# Text classification with Preprocessed Text: Movie reviews
## Tensorflow Tutorial
In this tutorial I will use TensorFlow and Keras to perform binary classification. I will classify movie reviews as positive or negative using the text of the review.

### Data
I'll use the IMDB dataset that contains the text of 50,000 movie reviews from the Internet Movie Database. These are split into 25,000 reviews for training and 25,000 reviews for testing.
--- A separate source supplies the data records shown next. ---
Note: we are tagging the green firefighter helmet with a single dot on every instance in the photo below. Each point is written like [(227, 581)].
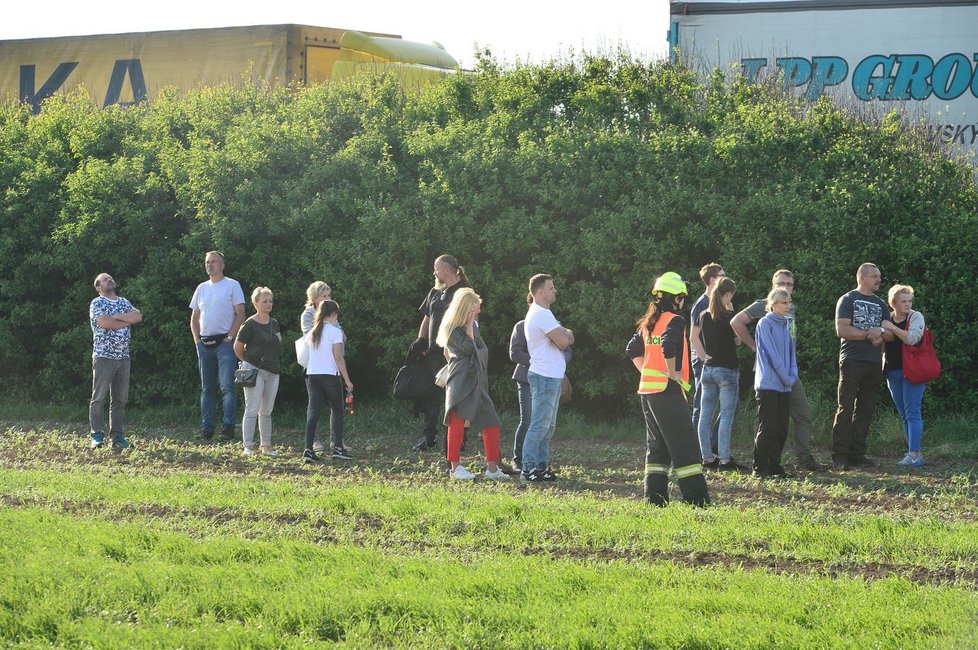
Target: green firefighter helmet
[(670, 282)]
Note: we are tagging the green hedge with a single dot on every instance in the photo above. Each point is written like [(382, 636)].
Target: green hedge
[(602, 171)]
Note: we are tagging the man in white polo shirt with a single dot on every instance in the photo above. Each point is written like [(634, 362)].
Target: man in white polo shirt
[(545, 340), (218, 311)]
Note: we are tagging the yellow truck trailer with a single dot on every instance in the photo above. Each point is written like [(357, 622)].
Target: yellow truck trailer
[(130, 68)]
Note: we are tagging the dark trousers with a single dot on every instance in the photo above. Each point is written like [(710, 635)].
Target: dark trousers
[(110, 378), (523, 392), (859, 387), (672, 441), (323, 389), (773, 408)]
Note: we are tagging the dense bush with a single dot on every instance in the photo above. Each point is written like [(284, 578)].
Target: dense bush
[(603, 171)]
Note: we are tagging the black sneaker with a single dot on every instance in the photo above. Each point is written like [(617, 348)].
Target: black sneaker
[(506, 468), (340, 453), (730, 466), (810, 465)]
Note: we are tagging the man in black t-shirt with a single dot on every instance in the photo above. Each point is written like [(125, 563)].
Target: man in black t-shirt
[(449, 278), (859, 316)]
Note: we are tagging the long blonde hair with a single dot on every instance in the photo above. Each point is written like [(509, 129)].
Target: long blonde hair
[(463, 302), (316, 289)]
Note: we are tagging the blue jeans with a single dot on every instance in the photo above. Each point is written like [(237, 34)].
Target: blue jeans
[(544, 401), (526, 408), (217, 366), (697, 403), (907, 397), (721, 384)]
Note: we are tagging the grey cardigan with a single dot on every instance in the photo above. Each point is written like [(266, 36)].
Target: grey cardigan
[(467, 386)]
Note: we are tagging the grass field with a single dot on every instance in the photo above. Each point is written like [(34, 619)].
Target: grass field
[(181, 544)]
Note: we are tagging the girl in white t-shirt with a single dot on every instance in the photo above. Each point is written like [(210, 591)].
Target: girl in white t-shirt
[(326, 376)]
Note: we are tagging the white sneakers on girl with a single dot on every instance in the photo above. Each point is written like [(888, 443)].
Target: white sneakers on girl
[(462, 474)]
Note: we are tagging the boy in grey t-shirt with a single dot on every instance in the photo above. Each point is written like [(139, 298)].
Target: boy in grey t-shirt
[(801, 412)]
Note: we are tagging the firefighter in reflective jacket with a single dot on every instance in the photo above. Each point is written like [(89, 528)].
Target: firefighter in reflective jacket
[(658, 350)]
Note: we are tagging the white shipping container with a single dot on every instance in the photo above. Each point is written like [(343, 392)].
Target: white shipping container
[(917, 56)]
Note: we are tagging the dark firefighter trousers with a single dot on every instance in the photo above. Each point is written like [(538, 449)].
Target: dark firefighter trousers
[(672, 441)]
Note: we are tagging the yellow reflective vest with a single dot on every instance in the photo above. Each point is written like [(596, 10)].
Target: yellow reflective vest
[(655, 377)]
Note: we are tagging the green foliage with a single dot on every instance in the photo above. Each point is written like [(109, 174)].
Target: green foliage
[(604, 171)]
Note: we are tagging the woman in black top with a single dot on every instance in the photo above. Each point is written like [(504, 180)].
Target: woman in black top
[(721, 376), (257, 345)]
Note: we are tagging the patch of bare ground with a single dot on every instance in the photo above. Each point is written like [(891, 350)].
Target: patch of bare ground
[(604, 470), (368, 525)]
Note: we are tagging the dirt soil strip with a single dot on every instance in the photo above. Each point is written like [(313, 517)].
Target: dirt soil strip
[(694, 559)]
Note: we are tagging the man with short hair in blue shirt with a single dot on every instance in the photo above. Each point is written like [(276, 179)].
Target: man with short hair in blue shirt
[(111, 316)]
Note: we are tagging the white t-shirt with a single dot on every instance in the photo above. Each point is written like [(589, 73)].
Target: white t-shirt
[(546, 359), (321, 361), (216, 301)]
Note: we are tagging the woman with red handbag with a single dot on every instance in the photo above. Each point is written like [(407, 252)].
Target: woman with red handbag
[(908, 327)]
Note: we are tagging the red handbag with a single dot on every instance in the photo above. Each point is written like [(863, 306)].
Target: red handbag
[(920, 362)]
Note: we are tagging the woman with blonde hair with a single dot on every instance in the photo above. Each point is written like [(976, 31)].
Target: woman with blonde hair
[(316, 293), (775, 373), (908, 328), (720, 376), (467, 401), (257, 345)]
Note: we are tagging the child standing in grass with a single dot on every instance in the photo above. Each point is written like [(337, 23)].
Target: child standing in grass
[(775, 372), (326, 376)]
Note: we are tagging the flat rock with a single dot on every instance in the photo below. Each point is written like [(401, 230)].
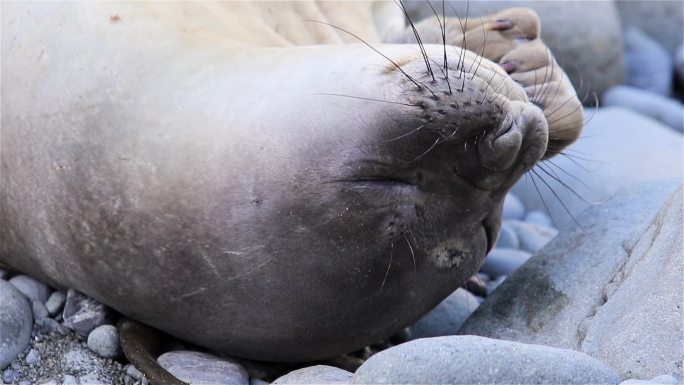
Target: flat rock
[(478, 360), (649, 65), (33, 289), (611, 289), (662, 20), (618, 148), (447, 317), (585, 36), (15, 323), (665, 110), (503, 262), (83, 314), (532, 236), (319, 374), (201, 368)]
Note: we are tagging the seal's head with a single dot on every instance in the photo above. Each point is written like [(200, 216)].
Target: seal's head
[(393, 203)]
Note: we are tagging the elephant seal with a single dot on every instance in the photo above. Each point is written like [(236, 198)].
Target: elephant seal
[(260, 185)]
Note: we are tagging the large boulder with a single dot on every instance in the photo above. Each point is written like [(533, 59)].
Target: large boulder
[(477, 360), (618, 148), (15, 323), (585, 36), (610, 288)]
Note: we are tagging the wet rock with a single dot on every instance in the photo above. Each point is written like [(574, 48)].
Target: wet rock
[(202, 368), (665, 110), (679, 63), (55, 303), (660, 380), (508, 239), (513, 208), (611, 288), (478, 360), (649, 65), (610, 155), (70, 380), (33, 357), (15, 323), (447, 317), (39, 312), (33, 289), (104, 340), (319, 374), (532, 236), (10, 376), (538, 218), (82, 314)]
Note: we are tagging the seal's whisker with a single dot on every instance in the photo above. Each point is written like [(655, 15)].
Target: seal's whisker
[(461, 54), (546, 207), (555, 94), (565, 153), (559, 199), (552, 163), (405, 135), (409, 77), (565, 185), (464, 46), (544, 81), (388, 266), (484, 43), (428, 150), (368, 99), (572, 97), (574, 161), (418, 40), (413, 255), (442, 27)]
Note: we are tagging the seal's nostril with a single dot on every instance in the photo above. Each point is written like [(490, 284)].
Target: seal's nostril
[(501, 147)]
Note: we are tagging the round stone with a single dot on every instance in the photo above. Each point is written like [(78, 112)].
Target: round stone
[(319, 374), (15, 322), (104, 340), (201, 368)]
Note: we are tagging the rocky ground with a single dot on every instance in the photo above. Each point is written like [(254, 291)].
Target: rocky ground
[(598, 299)]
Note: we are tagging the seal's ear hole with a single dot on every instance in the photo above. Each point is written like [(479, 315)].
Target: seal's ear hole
[(538, 104)]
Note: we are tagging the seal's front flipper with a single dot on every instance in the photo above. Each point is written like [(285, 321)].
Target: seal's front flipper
[(141, 344)]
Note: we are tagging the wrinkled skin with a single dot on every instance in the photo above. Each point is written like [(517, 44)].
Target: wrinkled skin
[(251, 192)]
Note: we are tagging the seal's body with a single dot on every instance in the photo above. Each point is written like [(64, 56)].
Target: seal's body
[(210, 176)]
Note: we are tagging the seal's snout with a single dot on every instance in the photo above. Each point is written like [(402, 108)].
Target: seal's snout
[(499, 149), (522, 134)]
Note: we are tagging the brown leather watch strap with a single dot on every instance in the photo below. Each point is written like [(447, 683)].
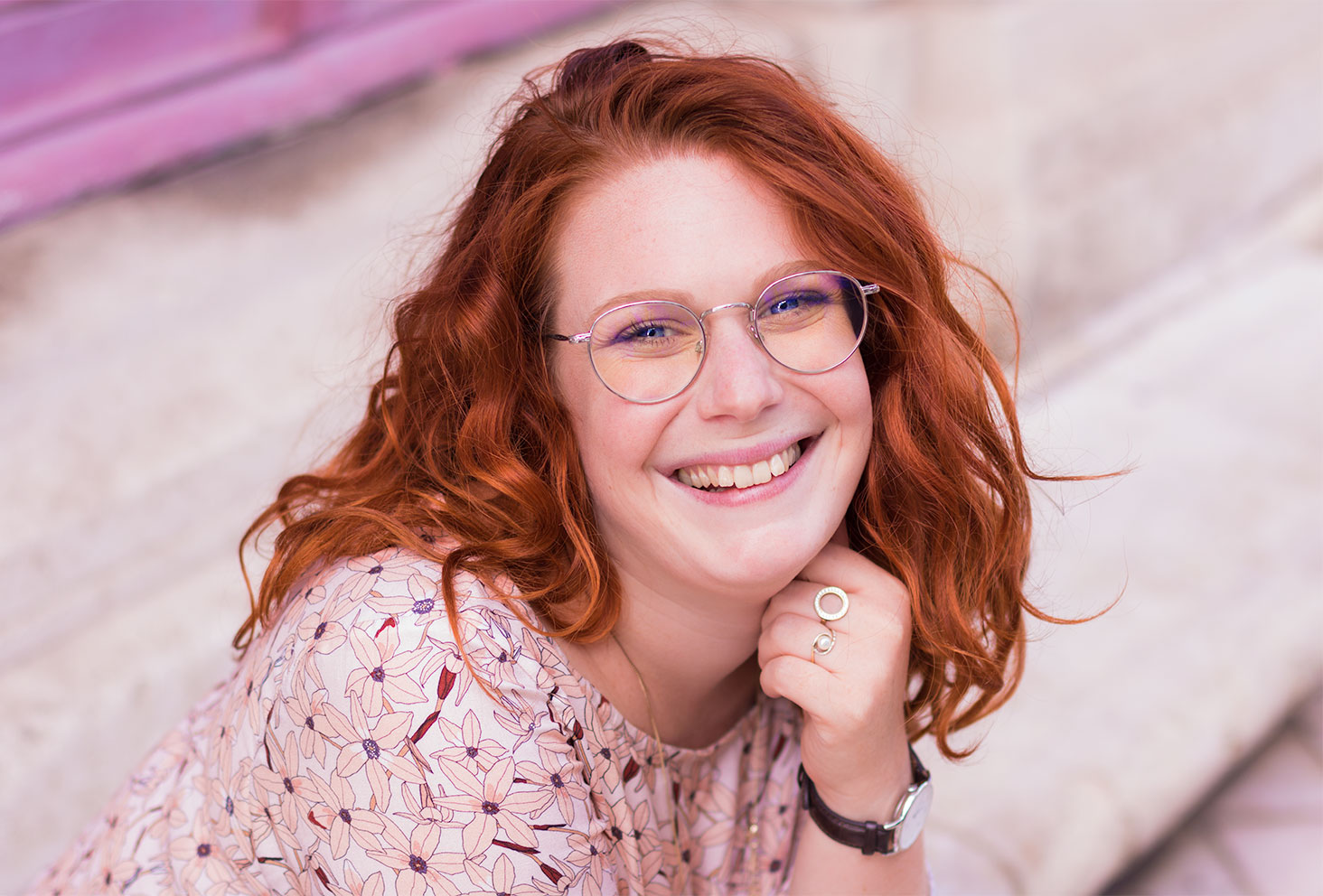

The training and testing sets are balanced, meaning they contain an equal number of positive and negative reviews.

In [4]:
from __future__ import absolute_import, division, print_function, unicode_literals
import numpy as np
import tensorflow as tf
from tensorflow import keras
import tensorflow_datasets as tfds
tfds.disable_progress_bar()

print(tf.__version__)

1.14.0


### Downloading the Data
The IMDB movie reviews dataset comes packaged in `tfds`. It has already been preprocessed so that the reviews (sequences of words) have been converted to sequences of integers, where each integer represents a specific word in a dictionary.

In [5]:
(train_data, test_data), info = tfds.load(
    # using the version pre-encoded with an ~8k vocabulary.
    'imdb_reviews/subwords8k', 
    # Return the train/test datasets as a tuple.
    split = (tfds.Split.TRAIN, tfds.Split.TEST),
    # Return (example, label) pairs from the dataset (instead of a dictionary).
    as_supervised=True,
    # Also return the `info` structure. 
    with_info=True)

Downloading and preparing dataset imdb_reviews (80.23 MiB) to C:\Users\deand\tensorflow_datasets\imdb_reviews\subwords8k\0.1.0...
Instructions for updating:
Use eager execution and: 
`tf.data.TFRecordDataset(path)`


Instructions for updating:
Use eager execution and: 
`tf.data.TFRecordDataset(path)`


Dataset imdb_reviews downloaded and prepared to C:\Users\deand\tensorflow_datasets\imdb_reviews\subwords8k\0.1.0. Subsequent calls will reuse this data.




### The encoder
The dataset info includes the text encoder (`tfds.features.text.SubwordTextEncoder`).

In [6]:
encoder = info.features['text'].encoder
print('Vocabulary size: {}'.format(encoder.vocab_size))

Vocabulary size: 8185


The text encoder will reversible encode any string:

In [8]:
sample_string = 'TensorFlow is great'
#encoding
encoded_string = encoder.encode(sample_string)
print('Encoded string is {}'.format(encoded_string))

#decoding
original_string = encoder.decode(encoded_string)
print('The original string: "{}"'.format(original_string))

assert original_string == sample_string

Encoded string is [6307, 2327, 4043, 4265, 9, 526]
The original string: "TensorFlow is great"